Every year, scores of tornadoes roam the United States. Probably the better part of them have minimal to no human impact, but there are always a fair number that inflict damage, injury, and even death. Some hit a farm or two; others sweep through communities, tearing up homes. No matter how you cut it, they’re bad news, and the people affected by them will never forget the experience.
Once in a great while, though, a tornado comes along whose ferocity and the toll it inflicts on communities set it apart into the upper echelon–that rare one percent which comprise the absolute worst of the worst. There is a uniquely horrifying, haunting, and almost mythical quality about such extreme storms. The great grand-daddy of them all is, of course, the Great Tri-State Tornado of 1925. But there are others, usually known by the town they destroyed. Woodward, Oklahoma. Xenia, Ohio. Topeka, Kansas. Dunlap, Indiana. Moore, Oklahoma.

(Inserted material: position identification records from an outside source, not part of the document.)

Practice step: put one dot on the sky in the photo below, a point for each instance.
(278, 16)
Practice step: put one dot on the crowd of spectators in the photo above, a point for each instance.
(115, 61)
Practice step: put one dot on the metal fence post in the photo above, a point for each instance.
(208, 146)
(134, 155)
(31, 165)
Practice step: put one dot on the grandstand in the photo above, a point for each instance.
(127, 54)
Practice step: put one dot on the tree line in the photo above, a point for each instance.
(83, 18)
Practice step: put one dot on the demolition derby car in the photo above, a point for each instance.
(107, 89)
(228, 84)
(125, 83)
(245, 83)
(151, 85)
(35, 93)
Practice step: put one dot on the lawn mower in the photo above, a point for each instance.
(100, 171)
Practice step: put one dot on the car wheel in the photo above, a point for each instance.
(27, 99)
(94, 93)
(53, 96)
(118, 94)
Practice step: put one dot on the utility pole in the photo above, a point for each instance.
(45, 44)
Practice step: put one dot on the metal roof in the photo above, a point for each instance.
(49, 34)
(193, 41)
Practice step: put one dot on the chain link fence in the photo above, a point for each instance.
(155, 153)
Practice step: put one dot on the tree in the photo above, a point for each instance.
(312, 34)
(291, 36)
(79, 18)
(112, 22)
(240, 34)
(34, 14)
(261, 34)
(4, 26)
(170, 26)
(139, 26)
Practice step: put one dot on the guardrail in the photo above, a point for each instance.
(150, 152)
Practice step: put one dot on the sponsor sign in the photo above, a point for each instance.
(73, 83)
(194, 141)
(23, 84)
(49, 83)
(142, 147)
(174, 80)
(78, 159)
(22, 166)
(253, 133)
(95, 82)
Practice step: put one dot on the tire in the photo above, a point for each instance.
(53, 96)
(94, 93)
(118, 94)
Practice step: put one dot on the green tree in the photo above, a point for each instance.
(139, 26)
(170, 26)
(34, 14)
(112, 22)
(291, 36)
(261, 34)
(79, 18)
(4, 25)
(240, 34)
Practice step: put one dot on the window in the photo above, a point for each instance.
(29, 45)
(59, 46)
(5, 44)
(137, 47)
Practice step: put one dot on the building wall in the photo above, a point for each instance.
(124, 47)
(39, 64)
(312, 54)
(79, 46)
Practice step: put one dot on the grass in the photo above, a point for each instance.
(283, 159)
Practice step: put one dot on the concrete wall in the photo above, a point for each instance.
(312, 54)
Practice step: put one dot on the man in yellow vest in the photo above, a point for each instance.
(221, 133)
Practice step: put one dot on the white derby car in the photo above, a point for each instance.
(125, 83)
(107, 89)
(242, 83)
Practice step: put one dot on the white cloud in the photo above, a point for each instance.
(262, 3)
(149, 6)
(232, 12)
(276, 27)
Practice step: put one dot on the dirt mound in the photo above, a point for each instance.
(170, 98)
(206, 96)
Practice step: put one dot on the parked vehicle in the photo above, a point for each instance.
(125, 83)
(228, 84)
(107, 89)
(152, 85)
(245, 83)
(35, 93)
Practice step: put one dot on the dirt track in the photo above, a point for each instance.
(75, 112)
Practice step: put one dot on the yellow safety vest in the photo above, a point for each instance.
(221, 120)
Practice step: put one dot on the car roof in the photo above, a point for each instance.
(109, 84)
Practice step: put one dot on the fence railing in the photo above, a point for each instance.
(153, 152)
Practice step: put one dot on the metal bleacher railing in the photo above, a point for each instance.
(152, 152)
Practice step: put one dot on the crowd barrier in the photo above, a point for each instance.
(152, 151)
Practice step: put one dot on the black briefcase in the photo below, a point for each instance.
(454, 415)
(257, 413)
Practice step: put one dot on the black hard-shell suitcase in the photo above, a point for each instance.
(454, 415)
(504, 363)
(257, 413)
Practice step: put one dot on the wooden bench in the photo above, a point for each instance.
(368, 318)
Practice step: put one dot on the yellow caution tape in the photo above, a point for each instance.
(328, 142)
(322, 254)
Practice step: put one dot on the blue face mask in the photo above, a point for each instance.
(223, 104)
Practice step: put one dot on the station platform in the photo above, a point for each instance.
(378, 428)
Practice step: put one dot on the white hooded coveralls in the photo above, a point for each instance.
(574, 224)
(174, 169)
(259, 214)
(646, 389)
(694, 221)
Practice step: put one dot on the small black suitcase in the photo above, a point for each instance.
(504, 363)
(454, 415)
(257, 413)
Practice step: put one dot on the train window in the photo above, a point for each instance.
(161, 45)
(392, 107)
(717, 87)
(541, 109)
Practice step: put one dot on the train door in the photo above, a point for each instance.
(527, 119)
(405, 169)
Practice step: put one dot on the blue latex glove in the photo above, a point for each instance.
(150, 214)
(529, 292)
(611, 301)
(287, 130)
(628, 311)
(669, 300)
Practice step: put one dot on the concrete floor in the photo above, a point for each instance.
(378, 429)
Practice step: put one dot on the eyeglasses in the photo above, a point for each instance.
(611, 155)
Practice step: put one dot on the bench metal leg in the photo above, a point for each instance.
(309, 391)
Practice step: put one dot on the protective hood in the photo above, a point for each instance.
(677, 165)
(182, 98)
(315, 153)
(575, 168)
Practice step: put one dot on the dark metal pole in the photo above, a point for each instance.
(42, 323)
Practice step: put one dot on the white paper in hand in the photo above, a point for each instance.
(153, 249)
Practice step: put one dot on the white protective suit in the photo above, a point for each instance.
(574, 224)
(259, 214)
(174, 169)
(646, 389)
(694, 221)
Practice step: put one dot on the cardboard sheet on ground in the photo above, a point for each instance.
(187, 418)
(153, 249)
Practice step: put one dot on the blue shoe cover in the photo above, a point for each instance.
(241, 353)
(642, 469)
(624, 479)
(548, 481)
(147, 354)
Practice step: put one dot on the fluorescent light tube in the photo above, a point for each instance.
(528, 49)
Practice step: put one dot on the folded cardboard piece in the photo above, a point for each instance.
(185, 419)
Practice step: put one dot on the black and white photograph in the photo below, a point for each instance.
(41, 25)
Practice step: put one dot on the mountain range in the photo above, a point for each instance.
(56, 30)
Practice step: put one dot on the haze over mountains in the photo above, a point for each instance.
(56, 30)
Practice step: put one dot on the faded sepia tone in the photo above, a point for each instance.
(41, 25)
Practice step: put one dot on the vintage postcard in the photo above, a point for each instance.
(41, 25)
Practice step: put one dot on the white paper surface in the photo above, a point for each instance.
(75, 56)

Greensburg, Kansas. Plainfield, Illinois. Wichita Falls, Texas. Saint Louis, Missouri. Flint, Michigan. Worcester, Massachusetts. The list continues.

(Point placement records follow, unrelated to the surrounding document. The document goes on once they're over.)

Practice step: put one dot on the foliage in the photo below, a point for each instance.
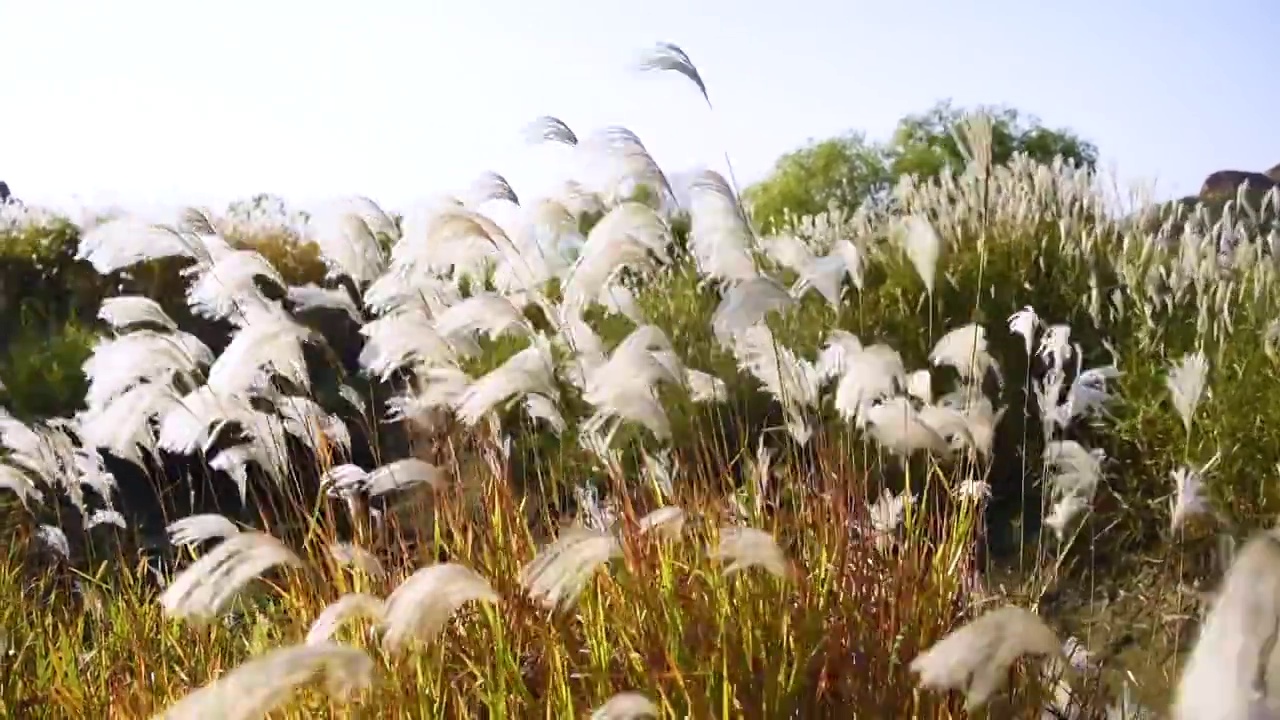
(862, 589)
(849, 171)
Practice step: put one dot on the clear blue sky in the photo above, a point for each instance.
(137, 101)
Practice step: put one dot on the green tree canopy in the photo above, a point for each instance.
(842, 171)
(849, 171)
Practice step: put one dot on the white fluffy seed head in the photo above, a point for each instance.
(626, 706)
(560, 572)
(264, 683)
(202, 591)
(425, 601)
(977, 657)
(346, 607)
(749, 547)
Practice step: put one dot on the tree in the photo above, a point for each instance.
(924, 145)
(850, 171)
(844, 171)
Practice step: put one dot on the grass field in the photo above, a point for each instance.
(795, 463)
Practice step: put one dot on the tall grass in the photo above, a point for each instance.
(935, 460)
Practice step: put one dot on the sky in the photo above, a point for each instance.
(144, 103)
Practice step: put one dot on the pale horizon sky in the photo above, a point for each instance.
(145, 103)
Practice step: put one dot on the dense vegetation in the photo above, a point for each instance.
(908, 383)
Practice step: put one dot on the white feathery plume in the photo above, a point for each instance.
(869, 374)
(886, 516)
(627, 165)
(408, 336)
(339, 611)
(579, 200)
(923, 249)
(17, 482)
(401, 288)
(839, 346)
(978, 415)
(195, 529)
(789, 378)
(438, 388)
(127, 241)
(104, 518)
(348, 555)
(901, 429)
(549, 128)
(265, 447)
(630, 236)
(827, 273)
(1086, 396)
(425, 601)
(312, 296)
(202, 591)
(485, 314)
(977, 657)
(1189, 499)
(626, 706)
(403, 474)
(748, 304)
(225, 288)
(526, 372)
(1185, 386)
(392, 477)
(1055, 345)
(965, 350)
(347, 236)
(55, 540)
(305, 419)
(919, 384)
(492, 186)
(558, 573)
(668, 57)
(261, 684)
(624, 384)
(720, 235)
(704, 387)
(187, 424)
(142, 355)
(1024, 323)
(789, 251)
(123, 425)
(542, 408)
(1230, 671)
(126, 310)
(666, 522)
(1073, 474)
(749, 547)
(269, 343)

Many of these monsters, such as the Tri-State and Woodward tornadoes, have no photographic record of the actual storm. Lots of damage photos, but nothing that shows the actual funnel. Others, dating at least back into the early 1950s with the Worcester tornado, were captured on camera.

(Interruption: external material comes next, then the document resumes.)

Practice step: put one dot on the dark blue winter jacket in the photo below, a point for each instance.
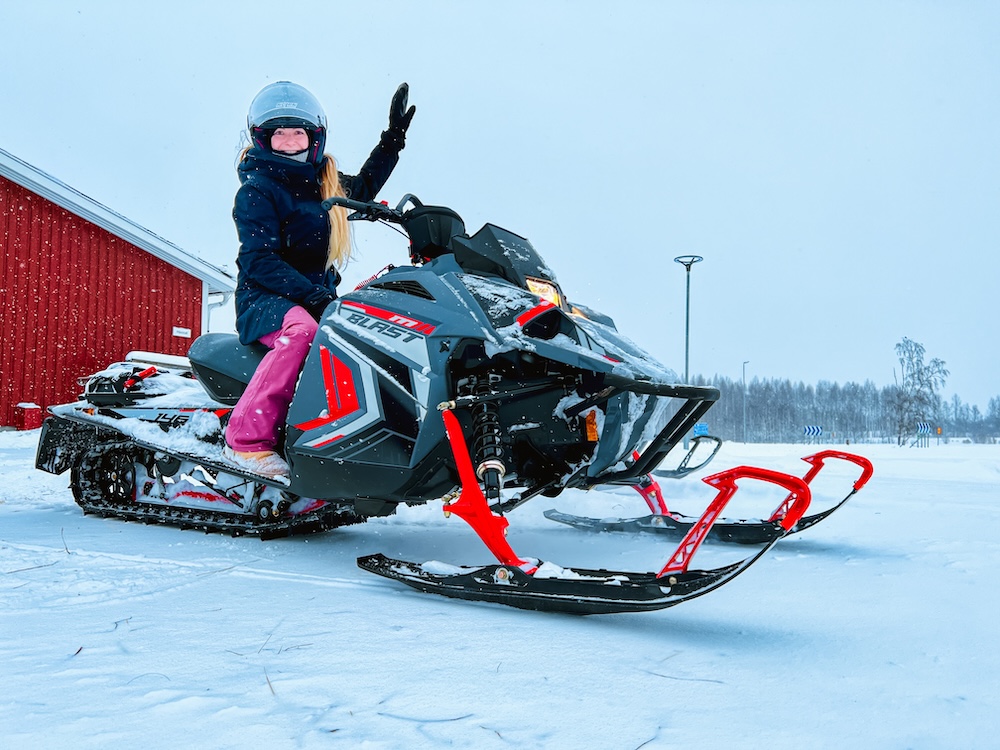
(284, 233)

Many of these storms were a part of larger outbreaks, including such notorious, massive events as the 1974 Super Outbreak, the 1965 Palm Sunday Outbreak, and the 1999 Central Oklahoma Outbreak. Others, such as the Flint-Beecher tornado, occurred as the worst of a relative handful of tornadoes.
Regardless of its unique circumstances, each storm stands apart in terms of property damage, intensity, and either loss of life or, in some cases, a surprisingly low mortality rate given the circumstances. Most notably, the supercell that spawned the 1.7-mile-wide 2007 Greensburg, Kansas, tornado may have also generated the largest tornado ever recorded. Over four miles wide at cloud base, the radar-detected circulation may forever remain a subject of speculation as to whether its tornado-force winds actually reached the ground, but it seems reasonable to think that they could have.
I’ve had the good fortune to chase the historical Six State Supercell, and the exhilarating but disturbing experience of locking onto the tornado following the EF-5 that wiped out a third of Parkersburg, Iowa. But a truly historical tornado, in the league of Greensburg or Moore? Not yet. Hopefully never. I don”t want to witness that kind of carnage. It”s bound to happen from time to time. Thank goodness, such occurrences are uncommon. The part of me that is fascinated with tornadoes would like to score such a coup. But another part of me which recognizes what that implies hopes I never get the chance to see something so awful. I have friends whose lives were terribly impacted by just such an event. I can’t imagine going through something like that, or witnessing it in progress. Metaphorically, it’s one thing to film lions in the wild; it”s another to watch one maul a fellow human being.
Great story but just for the record the Greensburg tornado was 1.7 miles wide…
Good catch, Craig. Thanks! Not sure what I was thinking when I entered that figure. I’ve made the correction.